The interphone chime sounded, and Garth reached for the handset when he realized no one else was going to answer.
“Is this the captain?” a stressed female voice asked.
“No. This is the copilot. Who’s this?”
“Uh, Cathy, in coach.” She sounds agitated, he thought. “Would you please make an announcement that the seat-belt sign is still on? They won’t listen to us.

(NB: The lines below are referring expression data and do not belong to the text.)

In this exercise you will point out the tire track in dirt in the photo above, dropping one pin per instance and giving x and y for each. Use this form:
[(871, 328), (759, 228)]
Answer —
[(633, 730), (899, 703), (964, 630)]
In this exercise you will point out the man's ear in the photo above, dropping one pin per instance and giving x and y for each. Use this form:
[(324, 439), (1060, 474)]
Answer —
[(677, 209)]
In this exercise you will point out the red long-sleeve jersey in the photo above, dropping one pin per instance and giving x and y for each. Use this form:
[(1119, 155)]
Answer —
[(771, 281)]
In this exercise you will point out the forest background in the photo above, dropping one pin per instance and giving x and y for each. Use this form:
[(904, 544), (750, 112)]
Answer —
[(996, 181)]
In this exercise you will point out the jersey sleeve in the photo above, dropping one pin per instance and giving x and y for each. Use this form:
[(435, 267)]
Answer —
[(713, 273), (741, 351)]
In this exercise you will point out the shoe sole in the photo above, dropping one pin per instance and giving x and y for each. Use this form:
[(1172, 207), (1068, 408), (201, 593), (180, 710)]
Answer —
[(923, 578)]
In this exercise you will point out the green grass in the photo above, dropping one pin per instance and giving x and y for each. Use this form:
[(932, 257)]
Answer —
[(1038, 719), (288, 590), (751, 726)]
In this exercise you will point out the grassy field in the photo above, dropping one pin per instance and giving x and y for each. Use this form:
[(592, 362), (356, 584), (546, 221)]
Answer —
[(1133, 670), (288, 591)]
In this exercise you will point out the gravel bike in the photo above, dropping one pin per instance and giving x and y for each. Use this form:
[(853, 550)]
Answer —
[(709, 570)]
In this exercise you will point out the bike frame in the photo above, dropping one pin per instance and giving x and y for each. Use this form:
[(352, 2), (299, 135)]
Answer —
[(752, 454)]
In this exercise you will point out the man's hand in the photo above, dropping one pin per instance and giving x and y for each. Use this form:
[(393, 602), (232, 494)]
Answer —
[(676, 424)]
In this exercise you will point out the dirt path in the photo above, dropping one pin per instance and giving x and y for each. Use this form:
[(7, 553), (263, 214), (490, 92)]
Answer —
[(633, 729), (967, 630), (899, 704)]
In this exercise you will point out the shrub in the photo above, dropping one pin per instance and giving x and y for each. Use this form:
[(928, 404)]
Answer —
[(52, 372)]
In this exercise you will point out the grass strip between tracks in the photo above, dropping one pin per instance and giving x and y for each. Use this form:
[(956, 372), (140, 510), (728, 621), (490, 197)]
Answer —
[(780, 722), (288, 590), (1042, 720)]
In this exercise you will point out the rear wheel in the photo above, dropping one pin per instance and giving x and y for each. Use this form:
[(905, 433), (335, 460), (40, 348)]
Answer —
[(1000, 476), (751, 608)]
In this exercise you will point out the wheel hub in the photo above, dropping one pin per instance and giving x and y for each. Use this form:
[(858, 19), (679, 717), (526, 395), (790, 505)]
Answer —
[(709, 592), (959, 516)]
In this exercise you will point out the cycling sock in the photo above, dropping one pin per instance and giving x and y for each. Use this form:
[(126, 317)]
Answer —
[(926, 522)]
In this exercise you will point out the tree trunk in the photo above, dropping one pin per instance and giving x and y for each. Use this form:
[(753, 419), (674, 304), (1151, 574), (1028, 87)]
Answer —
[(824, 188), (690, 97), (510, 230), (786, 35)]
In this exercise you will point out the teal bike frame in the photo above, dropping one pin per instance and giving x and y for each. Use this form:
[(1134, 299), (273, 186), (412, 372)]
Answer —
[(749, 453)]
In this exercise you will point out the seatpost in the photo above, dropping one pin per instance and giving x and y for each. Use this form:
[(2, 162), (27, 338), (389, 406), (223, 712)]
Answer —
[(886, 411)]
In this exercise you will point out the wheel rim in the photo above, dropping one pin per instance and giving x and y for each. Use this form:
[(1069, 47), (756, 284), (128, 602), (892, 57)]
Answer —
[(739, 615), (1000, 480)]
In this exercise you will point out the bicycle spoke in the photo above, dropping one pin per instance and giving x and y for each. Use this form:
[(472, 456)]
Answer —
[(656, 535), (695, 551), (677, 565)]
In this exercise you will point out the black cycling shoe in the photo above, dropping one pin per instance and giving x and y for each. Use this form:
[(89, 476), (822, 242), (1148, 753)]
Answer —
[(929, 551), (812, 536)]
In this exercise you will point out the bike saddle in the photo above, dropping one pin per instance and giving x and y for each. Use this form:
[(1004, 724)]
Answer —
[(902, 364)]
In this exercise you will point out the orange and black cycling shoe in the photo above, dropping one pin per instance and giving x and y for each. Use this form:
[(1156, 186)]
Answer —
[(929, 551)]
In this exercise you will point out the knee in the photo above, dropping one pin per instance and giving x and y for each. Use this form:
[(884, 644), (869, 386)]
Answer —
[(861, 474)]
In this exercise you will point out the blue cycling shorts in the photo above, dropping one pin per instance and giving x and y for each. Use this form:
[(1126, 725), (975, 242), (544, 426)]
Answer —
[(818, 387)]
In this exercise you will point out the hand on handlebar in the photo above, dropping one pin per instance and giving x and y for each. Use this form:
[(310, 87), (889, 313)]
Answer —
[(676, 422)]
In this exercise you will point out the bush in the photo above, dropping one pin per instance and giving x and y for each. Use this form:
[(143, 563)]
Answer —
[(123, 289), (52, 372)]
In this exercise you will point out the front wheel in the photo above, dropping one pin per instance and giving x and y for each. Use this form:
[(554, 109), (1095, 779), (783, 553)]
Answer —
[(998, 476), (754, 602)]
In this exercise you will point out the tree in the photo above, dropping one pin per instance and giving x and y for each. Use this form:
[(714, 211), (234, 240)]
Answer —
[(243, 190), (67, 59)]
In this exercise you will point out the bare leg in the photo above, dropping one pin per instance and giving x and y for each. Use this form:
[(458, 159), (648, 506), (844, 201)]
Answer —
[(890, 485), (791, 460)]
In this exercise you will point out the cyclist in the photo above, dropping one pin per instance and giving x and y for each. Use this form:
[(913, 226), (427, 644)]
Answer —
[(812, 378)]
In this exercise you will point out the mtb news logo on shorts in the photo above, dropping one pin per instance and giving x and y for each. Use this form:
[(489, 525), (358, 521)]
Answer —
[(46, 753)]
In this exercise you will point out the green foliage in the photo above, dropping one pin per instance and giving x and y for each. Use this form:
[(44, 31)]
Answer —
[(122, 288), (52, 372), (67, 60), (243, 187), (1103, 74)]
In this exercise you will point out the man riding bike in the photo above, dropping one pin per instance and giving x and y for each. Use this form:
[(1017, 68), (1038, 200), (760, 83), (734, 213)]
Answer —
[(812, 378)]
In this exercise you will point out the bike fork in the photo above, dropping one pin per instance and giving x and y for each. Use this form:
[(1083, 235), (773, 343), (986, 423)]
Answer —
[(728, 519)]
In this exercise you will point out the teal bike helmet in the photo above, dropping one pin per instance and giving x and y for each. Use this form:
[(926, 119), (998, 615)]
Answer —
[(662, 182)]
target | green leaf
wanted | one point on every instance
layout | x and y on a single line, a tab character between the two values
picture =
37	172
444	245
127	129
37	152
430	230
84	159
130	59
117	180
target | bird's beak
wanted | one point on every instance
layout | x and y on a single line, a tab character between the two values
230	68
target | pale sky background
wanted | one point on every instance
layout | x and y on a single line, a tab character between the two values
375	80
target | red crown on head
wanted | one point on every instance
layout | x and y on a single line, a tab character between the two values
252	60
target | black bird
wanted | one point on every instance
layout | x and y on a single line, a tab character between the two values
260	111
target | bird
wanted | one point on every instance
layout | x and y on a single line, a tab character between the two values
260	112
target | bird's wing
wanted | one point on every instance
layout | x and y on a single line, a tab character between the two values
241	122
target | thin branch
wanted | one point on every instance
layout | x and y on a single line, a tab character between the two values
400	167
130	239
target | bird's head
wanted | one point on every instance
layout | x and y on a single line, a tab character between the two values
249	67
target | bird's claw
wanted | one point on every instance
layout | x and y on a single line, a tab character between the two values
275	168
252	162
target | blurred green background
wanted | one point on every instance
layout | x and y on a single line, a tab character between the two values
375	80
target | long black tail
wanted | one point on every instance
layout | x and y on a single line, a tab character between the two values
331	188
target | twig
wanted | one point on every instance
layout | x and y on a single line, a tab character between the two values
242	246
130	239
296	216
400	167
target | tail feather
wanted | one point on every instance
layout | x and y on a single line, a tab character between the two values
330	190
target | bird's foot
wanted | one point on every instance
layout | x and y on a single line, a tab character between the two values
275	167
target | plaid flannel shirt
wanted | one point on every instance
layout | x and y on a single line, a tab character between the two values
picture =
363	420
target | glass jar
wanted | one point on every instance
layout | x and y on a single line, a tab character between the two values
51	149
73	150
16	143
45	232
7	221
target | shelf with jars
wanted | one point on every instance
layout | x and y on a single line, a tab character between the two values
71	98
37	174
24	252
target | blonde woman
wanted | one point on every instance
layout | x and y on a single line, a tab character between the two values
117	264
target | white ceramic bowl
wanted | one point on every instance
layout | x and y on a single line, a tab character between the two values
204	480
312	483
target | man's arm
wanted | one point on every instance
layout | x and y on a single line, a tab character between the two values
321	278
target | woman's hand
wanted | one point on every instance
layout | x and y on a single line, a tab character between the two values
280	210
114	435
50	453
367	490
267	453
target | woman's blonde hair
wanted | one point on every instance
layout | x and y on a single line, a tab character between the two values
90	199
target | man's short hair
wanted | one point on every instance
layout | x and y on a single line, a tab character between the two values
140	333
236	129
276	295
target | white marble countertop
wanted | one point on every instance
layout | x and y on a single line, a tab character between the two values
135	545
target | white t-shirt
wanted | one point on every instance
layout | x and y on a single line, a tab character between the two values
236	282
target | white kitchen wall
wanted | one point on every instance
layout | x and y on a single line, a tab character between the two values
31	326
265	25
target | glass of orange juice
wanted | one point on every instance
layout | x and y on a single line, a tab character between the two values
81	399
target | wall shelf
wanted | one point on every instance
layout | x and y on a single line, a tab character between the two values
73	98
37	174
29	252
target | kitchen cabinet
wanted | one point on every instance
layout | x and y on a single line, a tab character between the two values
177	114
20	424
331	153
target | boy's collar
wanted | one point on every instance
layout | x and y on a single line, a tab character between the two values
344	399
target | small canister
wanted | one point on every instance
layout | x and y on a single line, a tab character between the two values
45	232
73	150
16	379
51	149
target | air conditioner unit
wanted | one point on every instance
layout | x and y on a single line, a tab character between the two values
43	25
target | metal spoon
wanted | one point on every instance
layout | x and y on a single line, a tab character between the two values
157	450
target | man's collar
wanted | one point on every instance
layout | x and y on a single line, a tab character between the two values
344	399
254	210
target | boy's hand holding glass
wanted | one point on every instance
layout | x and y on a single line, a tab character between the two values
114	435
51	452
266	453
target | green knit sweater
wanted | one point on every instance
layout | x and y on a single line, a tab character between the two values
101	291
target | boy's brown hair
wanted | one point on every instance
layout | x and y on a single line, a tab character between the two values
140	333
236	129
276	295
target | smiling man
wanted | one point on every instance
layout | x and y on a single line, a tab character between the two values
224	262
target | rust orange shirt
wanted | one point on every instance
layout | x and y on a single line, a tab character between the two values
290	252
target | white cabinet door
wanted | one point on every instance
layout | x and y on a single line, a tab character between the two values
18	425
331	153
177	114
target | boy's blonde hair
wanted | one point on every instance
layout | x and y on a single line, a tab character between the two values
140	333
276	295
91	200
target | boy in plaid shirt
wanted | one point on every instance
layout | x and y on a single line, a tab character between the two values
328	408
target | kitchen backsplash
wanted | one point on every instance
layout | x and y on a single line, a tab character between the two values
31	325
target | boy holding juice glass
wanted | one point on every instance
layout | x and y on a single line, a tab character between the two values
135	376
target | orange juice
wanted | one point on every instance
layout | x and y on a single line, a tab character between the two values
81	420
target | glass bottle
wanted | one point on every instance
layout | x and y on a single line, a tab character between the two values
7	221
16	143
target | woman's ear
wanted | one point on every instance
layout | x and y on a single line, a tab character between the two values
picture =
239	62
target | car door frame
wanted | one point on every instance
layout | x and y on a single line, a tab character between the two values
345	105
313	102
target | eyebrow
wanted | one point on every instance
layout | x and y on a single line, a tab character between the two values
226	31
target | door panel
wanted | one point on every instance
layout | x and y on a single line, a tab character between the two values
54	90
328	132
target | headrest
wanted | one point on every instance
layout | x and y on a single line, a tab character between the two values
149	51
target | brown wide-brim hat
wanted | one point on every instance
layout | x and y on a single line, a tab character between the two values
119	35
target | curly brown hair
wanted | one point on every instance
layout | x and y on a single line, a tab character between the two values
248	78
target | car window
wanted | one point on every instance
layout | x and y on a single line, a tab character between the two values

Several passengers are wandering around refusing to stay seated. As a matter of fact, I know you’re not supposed to, but if you or the captain could come down here and talk to them directly, it would help a lot.”
Garth glanced at Phil Knight and repeated the request. Again there was no response.
“Phil, dammit, this silent treatment is childish,” Garth said. “Answer the question if you’re still in command. Should I go downstairs and take a look?”
At last the captain looked around, his face grim and tight, his eyes narrowed in anger. “You know what? I don’t give a damn,” he said. “But you know the rules. Someone threatens to cut your head off: I don’t open the door, too bad. I don’t open the door.”
Garth suppressed the retorts that flashed through his mind, nodding instead as he unfastened his seat belt.
“I’m well aware of the rules,” he said. “I’ll be back in a few minutes.”
He opened the cockpit door and moved into the upper-deck cabin, subconsciously expecting the usual friendly reception. But there was no friendliness in the eyes of those who looked up. It was as if he had stepped over the transom and fallen headfirst into ice water, the atmosphere of unrest and dislike almost as bad as the crucible of hatred he’d left behind. The idea of leaving the hostility of the cockpit had been inviting, but this wasn’t much better, he thought. Uniformed pilots normally got smiles and nods in flight when they entered the cabin, but all he saw was a sea of distrustful eyes marking his passage as prisoners watch the movements of their captor.